Large scale enzymatic reaction and product purification.

The large-scale enzymatic reaction was done in 100 Eppendorf tubes with a reaction volume of 50 μL each. The mixtures were incubated at 37°C and the reactions were monitored by TLC [mobile phase BuOH-EtOH-H₂O (5:4:4)]. Product formation was indicated by the appearance of a pink spot at R_f 0.70. After 18 h, the reactions were quenched with MeOH, centrifuged at 13000 rpm for 3 min, and the supernatants were pooled and dried. The dried sample was re-dissolved in deionized water (300–400 μL) and the solution was subjected to a Bio-Gel P-2 resin (Bio-Rad) column (length, 50 cm; diameter, 1 cm) that was completely covered with aluminum foil to minimize light exposure.

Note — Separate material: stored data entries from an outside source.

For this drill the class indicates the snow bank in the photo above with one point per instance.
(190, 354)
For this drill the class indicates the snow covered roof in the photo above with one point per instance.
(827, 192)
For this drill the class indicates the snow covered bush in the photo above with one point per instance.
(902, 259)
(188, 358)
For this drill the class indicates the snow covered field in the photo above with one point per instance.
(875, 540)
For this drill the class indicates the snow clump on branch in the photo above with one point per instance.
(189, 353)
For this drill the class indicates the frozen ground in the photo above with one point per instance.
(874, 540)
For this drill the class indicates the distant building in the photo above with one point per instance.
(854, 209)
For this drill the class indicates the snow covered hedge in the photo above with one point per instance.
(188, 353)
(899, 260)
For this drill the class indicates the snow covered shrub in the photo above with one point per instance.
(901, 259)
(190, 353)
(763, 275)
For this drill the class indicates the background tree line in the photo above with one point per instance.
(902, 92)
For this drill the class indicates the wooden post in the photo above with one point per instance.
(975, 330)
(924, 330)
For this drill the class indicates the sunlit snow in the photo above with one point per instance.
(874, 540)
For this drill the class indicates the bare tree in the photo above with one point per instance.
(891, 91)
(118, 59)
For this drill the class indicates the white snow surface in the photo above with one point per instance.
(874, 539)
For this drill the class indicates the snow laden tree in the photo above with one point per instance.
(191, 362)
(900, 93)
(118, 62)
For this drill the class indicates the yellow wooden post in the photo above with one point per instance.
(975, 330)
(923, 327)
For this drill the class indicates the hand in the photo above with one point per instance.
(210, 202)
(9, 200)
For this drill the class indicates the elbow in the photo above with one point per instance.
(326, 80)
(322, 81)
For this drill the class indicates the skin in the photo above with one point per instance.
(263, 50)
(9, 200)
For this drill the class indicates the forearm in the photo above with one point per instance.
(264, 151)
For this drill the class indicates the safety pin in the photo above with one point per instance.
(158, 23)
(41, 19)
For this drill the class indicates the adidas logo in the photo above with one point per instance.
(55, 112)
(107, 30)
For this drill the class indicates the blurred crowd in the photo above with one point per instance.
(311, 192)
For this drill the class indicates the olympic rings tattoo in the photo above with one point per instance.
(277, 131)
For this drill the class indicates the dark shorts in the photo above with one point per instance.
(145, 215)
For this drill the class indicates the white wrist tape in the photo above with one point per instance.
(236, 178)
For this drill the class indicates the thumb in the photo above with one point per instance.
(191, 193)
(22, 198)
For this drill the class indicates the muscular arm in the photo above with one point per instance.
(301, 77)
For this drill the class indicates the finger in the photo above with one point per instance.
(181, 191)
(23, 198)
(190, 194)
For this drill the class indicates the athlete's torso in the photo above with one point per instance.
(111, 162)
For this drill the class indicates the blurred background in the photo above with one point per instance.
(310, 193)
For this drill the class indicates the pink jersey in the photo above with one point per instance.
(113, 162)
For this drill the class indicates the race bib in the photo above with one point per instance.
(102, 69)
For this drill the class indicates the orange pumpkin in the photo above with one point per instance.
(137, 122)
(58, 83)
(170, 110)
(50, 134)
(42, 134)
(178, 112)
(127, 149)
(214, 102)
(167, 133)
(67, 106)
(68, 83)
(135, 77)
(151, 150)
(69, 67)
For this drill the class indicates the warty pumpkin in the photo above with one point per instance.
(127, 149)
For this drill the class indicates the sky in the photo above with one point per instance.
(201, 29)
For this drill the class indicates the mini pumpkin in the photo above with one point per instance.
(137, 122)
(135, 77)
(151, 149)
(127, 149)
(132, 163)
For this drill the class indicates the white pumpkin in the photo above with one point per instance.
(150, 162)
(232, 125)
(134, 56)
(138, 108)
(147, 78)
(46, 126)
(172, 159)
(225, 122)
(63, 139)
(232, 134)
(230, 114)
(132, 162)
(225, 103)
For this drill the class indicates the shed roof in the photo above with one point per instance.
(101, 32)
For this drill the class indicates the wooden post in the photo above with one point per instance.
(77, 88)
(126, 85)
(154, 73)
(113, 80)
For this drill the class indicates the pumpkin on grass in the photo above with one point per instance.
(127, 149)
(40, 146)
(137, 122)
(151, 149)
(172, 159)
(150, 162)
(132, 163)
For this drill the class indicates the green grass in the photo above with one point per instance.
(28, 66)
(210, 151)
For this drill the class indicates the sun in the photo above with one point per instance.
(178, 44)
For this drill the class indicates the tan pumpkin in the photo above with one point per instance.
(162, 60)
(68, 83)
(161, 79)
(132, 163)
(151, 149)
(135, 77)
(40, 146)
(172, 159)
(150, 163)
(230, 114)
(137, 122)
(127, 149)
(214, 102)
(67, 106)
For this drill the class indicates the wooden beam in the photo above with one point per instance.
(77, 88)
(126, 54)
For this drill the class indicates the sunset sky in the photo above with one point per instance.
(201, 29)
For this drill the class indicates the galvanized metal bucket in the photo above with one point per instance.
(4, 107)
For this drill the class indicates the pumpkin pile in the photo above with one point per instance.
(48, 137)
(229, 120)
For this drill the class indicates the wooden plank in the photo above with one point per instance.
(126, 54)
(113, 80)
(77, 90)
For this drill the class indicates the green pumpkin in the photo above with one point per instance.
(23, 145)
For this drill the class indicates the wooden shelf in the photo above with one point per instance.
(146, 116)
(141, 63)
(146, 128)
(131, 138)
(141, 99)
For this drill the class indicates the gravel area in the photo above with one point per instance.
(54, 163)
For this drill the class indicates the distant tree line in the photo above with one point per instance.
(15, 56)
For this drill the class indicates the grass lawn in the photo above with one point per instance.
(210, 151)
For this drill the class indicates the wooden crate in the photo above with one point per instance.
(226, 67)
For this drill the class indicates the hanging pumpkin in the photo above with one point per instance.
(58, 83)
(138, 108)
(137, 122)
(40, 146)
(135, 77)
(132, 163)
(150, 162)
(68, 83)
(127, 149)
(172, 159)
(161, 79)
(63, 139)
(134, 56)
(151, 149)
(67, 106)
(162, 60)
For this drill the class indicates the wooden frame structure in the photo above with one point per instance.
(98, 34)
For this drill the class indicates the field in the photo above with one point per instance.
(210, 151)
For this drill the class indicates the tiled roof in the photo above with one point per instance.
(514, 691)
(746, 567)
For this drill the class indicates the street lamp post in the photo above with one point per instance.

The column was eluted with deionized water and the fractions were analyzed by TLC. Fractions containing the pink spot were pooled and lyophilized to give DEI (2 mg) as a white powder. ¹H NMR (750 MHz, CDCl₃): δ 4.35 (1H, d, J = 10 Hz, H-6), 4.14 (1H, m, H-3), 4.03 (1H, brs, H-4), 3.83 (1H, dd, J = 10, 2 Hz, H-5), 2.95 (1H, dd, J = 14, 3 Hz, H-2b), 2.37 (1H, dd, J = 14, 2 Hz, H-2a). ¹³C NMR (126 MHz, CDCl₃): δc 208.4 (C-1), 77.1 (C-6), 74.0 (C-5), 72.3 (C-4), 69.9 (C-3), 41.9 (C-2). HRMS-QTOF (ESI+) m/z: calcd for C₆H₉O₅ [M–H]^– 161.0455, found 161.0457.

Kinetic studies of EboD.

Kinetic studies of EboD are described in Supporting Information.